Copyright 2018 IBM
Licensed under the Apache License, Version 2.0 (the "License"); you may not use this file except in compliance with the License. You may obtain a copy of the License at
http://www.apache.org/licenses/LICENSE-2.0
Unless required by applicable law or agreed to in writing, software distributed under the License is distributed on an "AS IS" BASIS, WITHOUT WARRANTIES OR CONDITIONS OF ANY KIND, either express or implied. See the License for the specific language governing permissions and limitations under the License.
This is being developed for the DITAS Project: https://www.ditas-project.eu/
Policy enforcement engine enforces data access policies when VDC accesses its data sources. policy-enforcement-engine-api is a Play Framework application, which uses an enforcement engine that implements policy-enforcement-engine-interface.

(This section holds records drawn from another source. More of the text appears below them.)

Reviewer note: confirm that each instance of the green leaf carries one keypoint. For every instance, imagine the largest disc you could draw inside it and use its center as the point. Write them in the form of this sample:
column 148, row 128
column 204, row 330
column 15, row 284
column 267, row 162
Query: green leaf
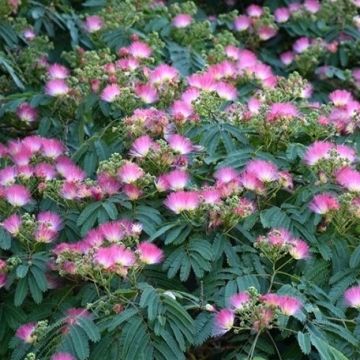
column 304, row 342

Returns a rewritten query and a set of corresponding data tables to retrieve the compliant data.
POST /rewrite-sql-query
- description: Returns a rewritten query and a set of corresponding data tables to retrieve the compliant data.
- caller eHealth VDC
- input: Application requirements JSON file which includes the access type, purpose, requesterId and blueprint number
- output: JSON response as described above
-
Clone repository
-
Create the policy-enforcement-interface with:
cd policy-enforcement-engine-interface
mvn clean install
- Implement the policy-enforcement-engine-interface: Create a lib folder inside the imeplemation of policy-enforcement-engine-interface and put there a jar of policy-enforcement-engine-interface. dummy-policy-enforcement-engine/ folder can be used as an example for implementation of the policy-enforcement-engine-interface. Here is how it is created:
cd dummy-policy-enforcement-engine
sbt package
-
Create a lib folder inside policy-enforcement-engine-api, and put there a jar of implementation of the policy-enforcement-engine-interface.
-
Create distribution with:
cd policy-enforcement-engine-api
sbt universal:packageZipTarball
- Unzip the archive in target/universal/:
tar xvfz policy-enforcement-engine-1.0.tgz
The conf/reference.conf file provides default configuration parameters; they are overridden by any settings defined in the conf/application.conf file. Please, copy the contents of the file conf/reference.conf to conf/application.conf and replace with the correct values of your runtime.
- Use the following command to run the application.
app/policy-enforcement-engine-1.0/bin/policy-enforcement-engine -Dplay.http.secret.key='your-secret' -Dconfig.file='\/conf\/application.conf'
- Example call:
curl -X POST "http://<hostname>:9000/rewrite-sql-query" -H "accept: application/json" -H "Content-Type: application/json" --data {"query": "SELECT patientId, date, cholesterol.hdl.value FROM blood_tests", "purpose": "MedicalTreatment", "access": "read", "blueprintId": "2", "requesterId": <RequesterId>}
Go to http://<hostname>:9000/docs/swagger.json
For Swagger UI - Go to
http://<hostname>:9000/docs/
and paste the url path to your swagger.json in the text box.